浅見貴子展の作品を観ながら考えた

●昨日、浅見貴子展の作品を観ながら、次のようなことを考えた。
●作家のスタイルというのは、作家が作品をつくるために世界に向かう時の、身構える姿勢というか、世界に触れる技術のあり様というか、作業をすすめてゆく段取りの組み方のようなもののことで、つまりある作家が、どうしても必然的に「そうせざるを得ない」何かのことで、それは決して「出来上がった作品」の上にみられる形の特徴(の反復性)のことではない。だから作家にとって、自らのスタイルを意識的に選択することなどできず、スタイルはほとんど運命のように、その作家を規定している。あるいは、形式とは、既に出来上がった作品を、事後的に分析することによって抽出され、認識される形であって、それは作品をつくりつつある最中で作動している認識とは質的に異なるもので、そこで得られた形式的認識が、新たな作品をつくる時の助けにはあまりならない。
●だから、ある作家が、同じようなスタイルの作品をつくりつづけのるは、そのスタイルをキャラクターのように商標登録し、その所有権を主張し、既得権を得ようとするためではない。その作家が自らの身体を通して世界とかかわろうとするときに、どうしても避けて通れないある道筋のようなものとして、スタイルはある。必然的にある道筋を通らなければならないからこそ、結果としても、どこか似たような形となって出来上がるということだ。それは、ある特定の「結果」を得るために逆算された道筋ではなく、リアルな現実に対して、それに対処するときにとり得るやり方が、自らの限定された身体においては、数限りなくあるわけではない、ということによって、「そこを通るしかない」というように決まるものだろう。だからスタイルとは、同一性を主張するような能動的なものではなく、自身の限定性を受け入れるという受動性によってうまれる。

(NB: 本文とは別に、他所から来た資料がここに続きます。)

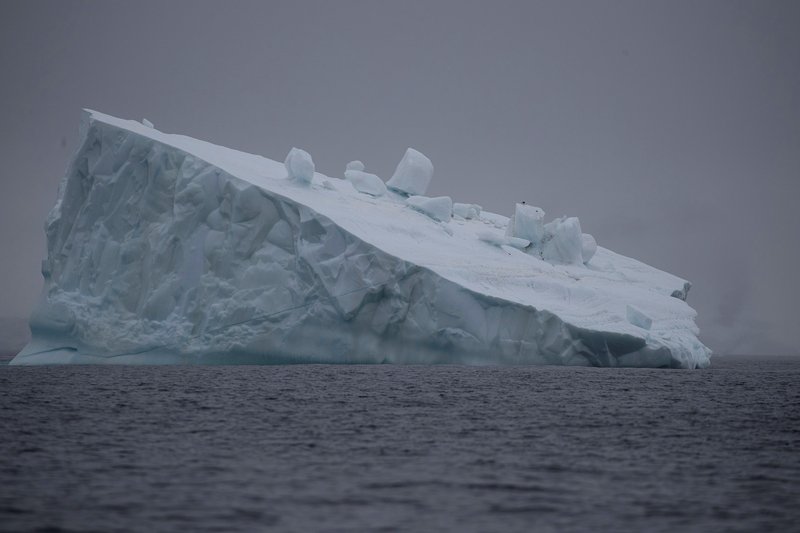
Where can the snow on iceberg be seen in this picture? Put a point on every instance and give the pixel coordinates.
(299, 165)
(166, 249)
(439, 208)
(413, 174)
(365, 182)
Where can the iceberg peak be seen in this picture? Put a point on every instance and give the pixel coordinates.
(167, 249)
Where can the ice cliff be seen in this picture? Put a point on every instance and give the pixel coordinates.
(166, 249)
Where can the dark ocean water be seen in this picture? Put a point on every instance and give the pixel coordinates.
(352, 448)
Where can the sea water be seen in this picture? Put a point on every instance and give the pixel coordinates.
(348, 448)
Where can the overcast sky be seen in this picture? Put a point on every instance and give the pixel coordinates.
(671, 128)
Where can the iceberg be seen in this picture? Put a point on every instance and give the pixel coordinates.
(163, 249)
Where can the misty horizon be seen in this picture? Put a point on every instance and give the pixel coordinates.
(671, 130)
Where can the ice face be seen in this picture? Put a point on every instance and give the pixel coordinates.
(467, 211)
(563, 241)
(589, 247)
(365, 182)
(355, 165)
(638, 318)
(439, 208)
(527, 223)
(413, 174)
(165, 249)
(299, 166)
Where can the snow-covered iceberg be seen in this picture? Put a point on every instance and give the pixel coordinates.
(166, 249)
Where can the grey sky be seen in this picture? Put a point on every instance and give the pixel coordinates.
(672, 129)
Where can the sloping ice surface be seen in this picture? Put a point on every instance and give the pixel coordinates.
(167, 249)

●スタイルが、同一性によってではなく、限定性によって生じるということは、とても重要なことと思われる。これによってはじめて、同じようなスタイルの作品を、しかし、その都度まったく新しいものとして作り出し、それを持続することが出来る。そのような、同一性を担保としない反復によってこそ、何がしかの探求の積み重ねが可能になる。そこでは、積分(パラノ)対微分(スキゾ)という対立は無効になる。(常に「新しいもの」を求めなければ気が済まないということは、自身の限定性を受け入れることの出来ない(全能感を捨て切れない)ということで、それでは子供のままなのだ、ということではないだろうか。)